The second insight God So Loved the World gave me went along with the first. When Jesus came he wasn’t just showing us what a right-side-up world would look like. He was also showing us what right-side-up humanity looks like. Jesus was the truly human being. If you want to know what being human is all about, Jesus is the place to look.
Why does this matter? Because we easily give in and think that our failings are the sign of our humanity. As Jonathan points out in his book,
When we sin or fail at some task, we often say, “Well, after all, I’m only human.” But in truth, when we sin we are being less than human. Jesus’ revelation of true humanity shows us that to be truly human is to be without sin and perfectly obedient. (God So Loved the World, p. 74)
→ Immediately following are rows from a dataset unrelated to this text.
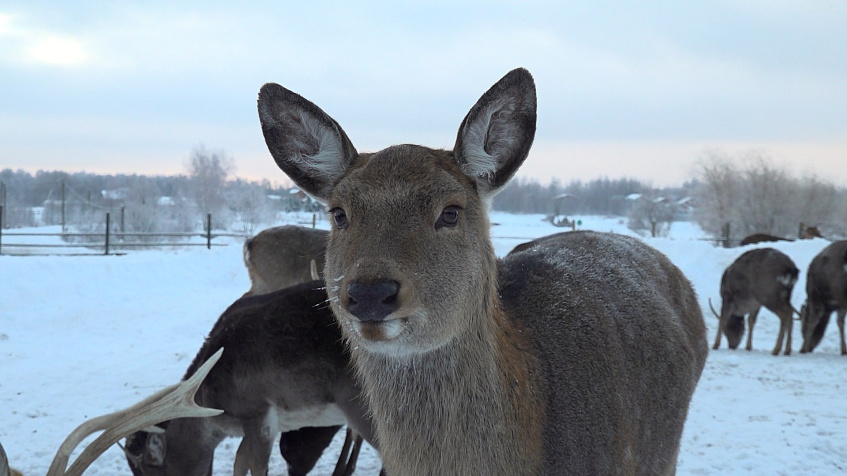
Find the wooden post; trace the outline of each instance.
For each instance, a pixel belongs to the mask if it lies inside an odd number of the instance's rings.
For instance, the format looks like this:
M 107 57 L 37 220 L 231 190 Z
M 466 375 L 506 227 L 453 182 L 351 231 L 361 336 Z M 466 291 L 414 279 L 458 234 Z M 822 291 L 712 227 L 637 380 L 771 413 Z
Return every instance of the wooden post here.
M 65 181 L 62 180 L 62 233 L 65 232 Z
M 729 222 L 727 222 L 727 224 L 724 226 L 724 231 L 723 231 L 723 247 L 724 248 L 730 247 L 730 245 L 729 245 L 729 231 L 730 231 L 730 226 L 729 226 Z
M 3 254 L 3 205 L 0 205 L 0 255 Z
M 6 182 L 0 182 L 0 190 L 3 191 L 3 194 L 0 195 L 0 207 L 6 207 Z M 3 221 L 3 214 L 0 213 L 0 228 L 3 228 L 6 225 L 6 222 Z
M 121 233 L 126 232 L 126 230 L 124 229 L 124 212 L 125 211 L 126 211 L 126 205 L 121 207 Z
M 212 214 L 206 214 L 206 249 L 212 249 Z
M 317 221 L 317 217 L 315 216 L 314 213 L 312 213 L 312 228 L 314 228 L 315 225 L 317 225 L 316 221 Z
M 109 254 L 109 213 L 106 212 L 106 253 Z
Christians claim that Jesus is fully human and fully divine. The part of that sentence that affirms Jesus’ humanity means that Jesus was the same kind of being that we are. He was just like us, “yet he did not sin” (Hebrews 4:15). Take note of this: our sin isn’t what makes us really human as opposed to Jesus, who is super-human. Jesus is not super-human, he’s fully human—human as we were made to be. Our sin makes us fall short of the humanity God created us for. Or, as in the quotation above, “’when we sin we are being less than human.” Jesus shows us what we were made to be, and reminds us not to excuse our sin by pointing to our humanity. Jesus came to restore us to true humanity.
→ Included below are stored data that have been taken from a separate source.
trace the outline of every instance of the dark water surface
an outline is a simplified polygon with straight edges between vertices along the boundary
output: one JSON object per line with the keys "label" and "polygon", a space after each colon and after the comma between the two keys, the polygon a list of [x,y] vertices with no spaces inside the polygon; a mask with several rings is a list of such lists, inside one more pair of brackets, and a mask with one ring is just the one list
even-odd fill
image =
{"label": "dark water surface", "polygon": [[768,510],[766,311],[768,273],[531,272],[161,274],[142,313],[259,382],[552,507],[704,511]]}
Psalm 8 is a key biblical passage that highlights what humanity was made to be. We were made to be something special: “a little lower than the angels, but crowned…with glory and honor” (v. 5). This verse points to the earthly realm in which we live, the lack of obvious splendour in our surroundings, and the beautiful limitations of human bodily life. We aren’t like Gabriel the angel, appearing to Daniel in Old Testament Babylon and then showing up to talk to Mary in Nazareth several hundred years later. But Psalm 8 reminds us of the possibility for humans to display God’s glory in a different way than any other creatures, including the angels.
Our freedom is a part of our frailty, for we are able to go the wrong way (and we have), but it is also what God desires for us: a free response of obedience and love toward him. The crowning glory is that God made us to look like him, so to speak—to bear his image in the world. In Romans 3, we read that our sin means that we have “fallen short of the glory of God.” We haven’t lived into the image of God.
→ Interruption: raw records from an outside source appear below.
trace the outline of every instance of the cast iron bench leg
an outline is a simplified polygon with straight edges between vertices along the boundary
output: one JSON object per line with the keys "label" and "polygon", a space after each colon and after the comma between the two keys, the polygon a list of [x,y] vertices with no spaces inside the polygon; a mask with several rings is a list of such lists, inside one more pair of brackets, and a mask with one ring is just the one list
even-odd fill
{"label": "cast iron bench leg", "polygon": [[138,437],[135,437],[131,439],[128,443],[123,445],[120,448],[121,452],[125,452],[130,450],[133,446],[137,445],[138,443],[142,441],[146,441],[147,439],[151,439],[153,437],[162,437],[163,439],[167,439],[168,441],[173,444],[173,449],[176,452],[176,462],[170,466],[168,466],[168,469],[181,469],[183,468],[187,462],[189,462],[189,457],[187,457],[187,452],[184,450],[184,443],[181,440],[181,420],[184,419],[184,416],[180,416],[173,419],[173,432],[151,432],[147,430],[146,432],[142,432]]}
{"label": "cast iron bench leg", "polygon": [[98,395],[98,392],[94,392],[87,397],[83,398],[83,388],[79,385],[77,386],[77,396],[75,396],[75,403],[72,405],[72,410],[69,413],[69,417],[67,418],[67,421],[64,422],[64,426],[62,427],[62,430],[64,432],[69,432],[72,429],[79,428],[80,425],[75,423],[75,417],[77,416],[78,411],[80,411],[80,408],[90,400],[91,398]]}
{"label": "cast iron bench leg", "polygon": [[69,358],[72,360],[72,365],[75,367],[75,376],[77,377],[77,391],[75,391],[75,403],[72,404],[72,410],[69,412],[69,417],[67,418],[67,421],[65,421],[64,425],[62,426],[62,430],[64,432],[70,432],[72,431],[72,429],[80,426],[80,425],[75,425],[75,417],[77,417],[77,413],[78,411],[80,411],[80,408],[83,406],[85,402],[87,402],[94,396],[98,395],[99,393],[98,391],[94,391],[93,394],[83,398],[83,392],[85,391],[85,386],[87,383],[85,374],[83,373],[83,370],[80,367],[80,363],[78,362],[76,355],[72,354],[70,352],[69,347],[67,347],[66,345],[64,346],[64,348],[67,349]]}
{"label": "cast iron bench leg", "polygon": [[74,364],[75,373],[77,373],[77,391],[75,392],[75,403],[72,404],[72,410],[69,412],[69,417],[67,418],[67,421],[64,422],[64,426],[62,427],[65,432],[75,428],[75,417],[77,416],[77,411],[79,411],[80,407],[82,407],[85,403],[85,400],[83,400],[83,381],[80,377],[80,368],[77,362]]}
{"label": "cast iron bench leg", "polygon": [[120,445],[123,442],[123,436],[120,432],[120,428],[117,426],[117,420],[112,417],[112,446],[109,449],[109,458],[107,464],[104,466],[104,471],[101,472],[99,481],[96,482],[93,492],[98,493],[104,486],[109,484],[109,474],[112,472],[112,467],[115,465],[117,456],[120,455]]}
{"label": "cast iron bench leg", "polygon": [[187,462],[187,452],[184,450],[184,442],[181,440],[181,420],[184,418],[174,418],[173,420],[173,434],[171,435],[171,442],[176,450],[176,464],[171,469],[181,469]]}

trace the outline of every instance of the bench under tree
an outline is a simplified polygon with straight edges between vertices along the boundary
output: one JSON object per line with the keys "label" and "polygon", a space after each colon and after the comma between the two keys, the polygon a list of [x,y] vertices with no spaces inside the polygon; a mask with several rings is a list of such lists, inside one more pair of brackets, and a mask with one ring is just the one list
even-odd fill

When Jesus came he was the very “image of the invisible God” (Colossians 1:15). He was perfectly obedient, freely giving and receiving love with God his Father. He is the only one who lives up fully to the picture Psalm 8 gives us. It shouldn’t surprise us that the New Testament writer of the letter to Hebrews quotes Psalm 8 as he writes about Jesus. The truly human one is what Psalm 8 pictures for us. And so far, only one “truly human being” has appeared. But one day we will join him in reaching our true humanity, and even now God is making us more like him by the work of the Spirit.
Absorb this insight fully and you will never hear or say the phrase, “I’m only human,” the same way again.